Huge, beautiful homes are a great asset to those who own and live in them, but when tough times hit they are hard to maintain. Although many luxury home owners held on through the housing crisis and kept their mortgages afloat, now an increasing number of luxury homes are going into foreclosure at an increasingly rapid rate. Although overall U.S. foreclosure activity is down 23 percent year-over-year, foreclosure activity on homes $5 million and up is up 61 percent year-over-year, reported RealtyTrac this month.

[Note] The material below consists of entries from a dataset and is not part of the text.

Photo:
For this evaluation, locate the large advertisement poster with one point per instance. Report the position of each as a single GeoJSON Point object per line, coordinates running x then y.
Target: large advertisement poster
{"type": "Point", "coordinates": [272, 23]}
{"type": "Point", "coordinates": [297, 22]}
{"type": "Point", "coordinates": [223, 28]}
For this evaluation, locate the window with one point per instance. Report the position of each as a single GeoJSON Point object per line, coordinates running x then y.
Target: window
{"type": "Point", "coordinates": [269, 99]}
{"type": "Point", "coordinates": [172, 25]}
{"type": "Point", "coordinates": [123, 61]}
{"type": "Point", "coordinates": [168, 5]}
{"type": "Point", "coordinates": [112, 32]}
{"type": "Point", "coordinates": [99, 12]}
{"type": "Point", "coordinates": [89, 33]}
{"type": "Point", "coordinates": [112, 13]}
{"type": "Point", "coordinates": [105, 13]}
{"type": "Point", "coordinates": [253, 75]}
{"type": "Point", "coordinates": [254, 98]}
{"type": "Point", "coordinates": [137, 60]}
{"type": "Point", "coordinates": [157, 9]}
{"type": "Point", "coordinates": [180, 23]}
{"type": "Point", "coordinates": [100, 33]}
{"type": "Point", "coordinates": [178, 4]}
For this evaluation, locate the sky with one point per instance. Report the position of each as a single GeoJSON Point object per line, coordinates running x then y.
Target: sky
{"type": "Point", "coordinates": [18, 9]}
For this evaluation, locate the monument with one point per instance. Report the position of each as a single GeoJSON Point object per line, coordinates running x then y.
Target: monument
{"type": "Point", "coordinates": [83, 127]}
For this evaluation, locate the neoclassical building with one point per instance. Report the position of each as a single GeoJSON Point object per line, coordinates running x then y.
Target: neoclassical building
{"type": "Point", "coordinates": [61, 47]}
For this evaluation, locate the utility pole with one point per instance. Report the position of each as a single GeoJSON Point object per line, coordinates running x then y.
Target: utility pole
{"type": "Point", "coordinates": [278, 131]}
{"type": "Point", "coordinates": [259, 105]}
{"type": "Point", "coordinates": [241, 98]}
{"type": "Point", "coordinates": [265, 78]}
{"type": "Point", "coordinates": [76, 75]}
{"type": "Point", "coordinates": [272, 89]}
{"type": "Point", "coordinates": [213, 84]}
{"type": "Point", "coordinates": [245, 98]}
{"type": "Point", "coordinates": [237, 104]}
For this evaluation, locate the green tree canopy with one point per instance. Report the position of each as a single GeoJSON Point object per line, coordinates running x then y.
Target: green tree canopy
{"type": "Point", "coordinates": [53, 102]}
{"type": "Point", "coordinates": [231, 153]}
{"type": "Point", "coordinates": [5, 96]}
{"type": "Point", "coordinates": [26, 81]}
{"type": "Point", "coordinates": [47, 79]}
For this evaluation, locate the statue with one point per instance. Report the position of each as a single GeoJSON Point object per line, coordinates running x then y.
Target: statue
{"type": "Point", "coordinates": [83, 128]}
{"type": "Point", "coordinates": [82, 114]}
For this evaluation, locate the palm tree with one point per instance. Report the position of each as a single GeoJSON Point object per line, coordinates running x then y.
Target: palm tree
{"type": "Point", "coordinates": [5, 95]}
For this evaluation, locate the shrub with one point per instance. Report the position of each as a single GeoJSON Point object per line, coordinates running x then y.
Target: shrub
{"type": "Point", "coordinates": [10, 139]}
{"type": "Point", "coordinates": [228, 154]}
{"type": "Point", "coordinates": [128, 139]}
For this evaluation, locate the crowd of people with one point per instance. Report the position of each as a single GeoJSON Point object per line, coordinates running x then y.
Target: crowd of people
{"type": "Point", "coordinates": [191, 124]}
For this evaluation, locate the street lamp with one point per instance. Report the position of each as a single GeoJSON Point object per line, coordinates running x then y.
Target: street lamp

Of course, this dramatic jump in foreclosure activity affects a far smaller volume of homes than the overall declining number. There are about 200 homes in the U.S. worth more than $5 million that are in foreclosure, compared to 1.2 million total properties presently somewhere in the foreclosure system. However, noted RealtyTrac, “each of these high-value homes represents a much bigger potential loss for the foreclosing lender compared to a median-priced home.” Analysts say that early numbers indicating that these homes were not in foreclosure were likely misleading since lenders probably opted not to begin the foreclosure process on high-dollar homes until they were relatively certain that they could “weather these big-ticket losses.” Laffey Fine Home International CEO Emmett Laffey explained: “Any foreclosure properties in this type of ultra-luxury market usually get purchased very quickly since there is one thing all super-rich buyers want – an outstanding deal on a real estate transaction.” Laffey noted that in today’s market, an ultra-high-end foreclosure usually “comes with several million more dollars of built-in value.”
California and Florida alone account for more than 60 percent of all high-end foreclosure activity so far in 2013. Many analysts speculate that a large number of these homeowners in foreclosure have entered this position deliberately as part of a strategic plan to exit a property no longer worth what is owed on it. While this may be troubling to lenders, their willingness to begin the foreclosure process actually is a good sign for the housing market since it likely indicates that they believe they will be able to recoup their losses on these luxury homes. About a year ago, HousingPredictor published the results of a poll that indicated nearly half of all homeowners would consider walking away from their mortgages if real estate prices continued to slide downward. With high-end home values taking such a beating in many states, it could be the case that these homeowners either have let their mortgages go too long to catch them up or simply do not have the confidence that the banks have that the homes will sell for adequate profit. “Back in 2008, people were very emotion, very scared, in disbelief of denial,” said one analyst, adding that “now they are simply fed up” and may feel “very relieved” after making the decision to default. These sentiments are likely magnified in high-end homes in many cases because of the huge monthly payment commitments and an even higher likelihood that the homeowner considered the home an investment as well as a place to live.
Does this trend in high-end foreclosures surprise you? Have you walked away from any of your loans?